Example 5: Analysis of the Heat Stability and Carbonizing Properties of the Crosslinked Phenolic Resins Obtained

[0089] The measurements of the coke contents of the synthesized resites were carried out by thermogravimetric analyses (TGA) on a Q50 instrument sold by the company TA Instruments. A 30 mg sample of resite in monolithic form is placed on a platinum cradle and then heated, under a nitrogen stream (60 ml/min) according to the following program: [0090] Linear increase from 20° C. to 160° C. at the rate of 10° C./min. [0091] Stationary temperature phase for one hour at 160° C. (iw). [0092] Linear increase from 160° C. to 900° C. at the rate of 10° C./min. [0093] Stationary temperature phase for one hour at 900° C. (fw).

[0094] The coke content is calculated according to the following equation, wherein the parameters iw and fw represent the weights of the sample at the end of the stationary temperature phases at 160° C. and 900° C., respectively.

Coke content=fw/iw.

[0095] FIG. 1 represents the results obtained by TGA for the resins synthesized in examples 2 (benzaldehyde/2-hydroxybenzyl alcohol resite), 3 (terephthalaldehyde/2-hydroxybenzyl alcohol resite) and 4 (vanillyl alcohol resite) in comparison with the results obtained for the Ablaphene RS101.

[0096] The coke content and also the degradation temperatures at 10% by weight (Td10%) of the resins tested are reported in table 1 below.

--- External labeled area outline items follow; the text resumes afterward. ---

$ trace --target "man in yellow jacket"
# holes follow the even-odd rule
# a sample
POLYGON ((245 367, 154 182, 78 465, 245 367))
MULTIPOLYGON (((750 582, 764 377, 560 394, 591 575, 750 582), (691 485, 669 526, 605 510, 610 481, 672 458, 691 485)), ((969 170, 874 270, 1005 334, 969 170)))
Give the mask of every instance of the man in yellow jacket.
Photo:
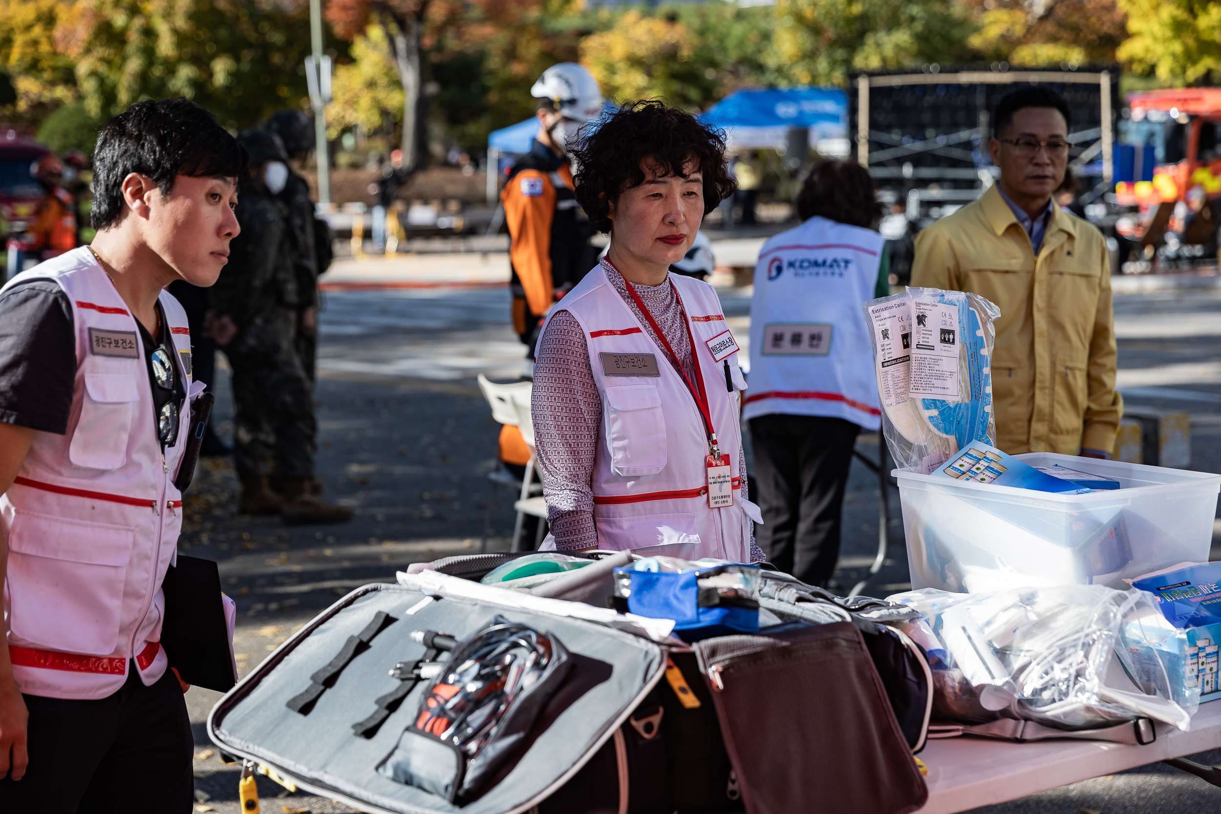
POLYGON ((912 286, 974 292, 1000 308, 998 447, 1109 458, 1123 402, 1106 242, 1051 200, 1068 161, 1070 121, 1063 98, 1042 85, 1000 100, 988 143, 1000 178, 921 232, 912 286))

TABLE-US-00001 TABLE 1 Coke Resite Td10% content Benzaldehyde/2-hydroxybenzyl 490° C. 62% alcohol Terephthalaldehyde/2- 548° C. 70% hydroxybenzyl alcohol Vanillyl alcohol 334° C. 51% Ablaphene RS101 370° C. 63%

[0097] These results show that the resins produced by means of the method according to the invention can have heat stability and carbonizing properties that are similar to, or even greater than, those of the Ablaphene RS101 reference resin. This method thus gives access to phenolic resins which can advantageously replace the conventional formo-phenolic resins for the production of aeronautical parts such as propulsion nozzles.

[0098] The expression “comprising/containing a” should be understood as “comprising/containing at least one”.

[0099] The expression “between . . . and . . . ” or “ranging from . . . to . . . ” should be understood as including the limits.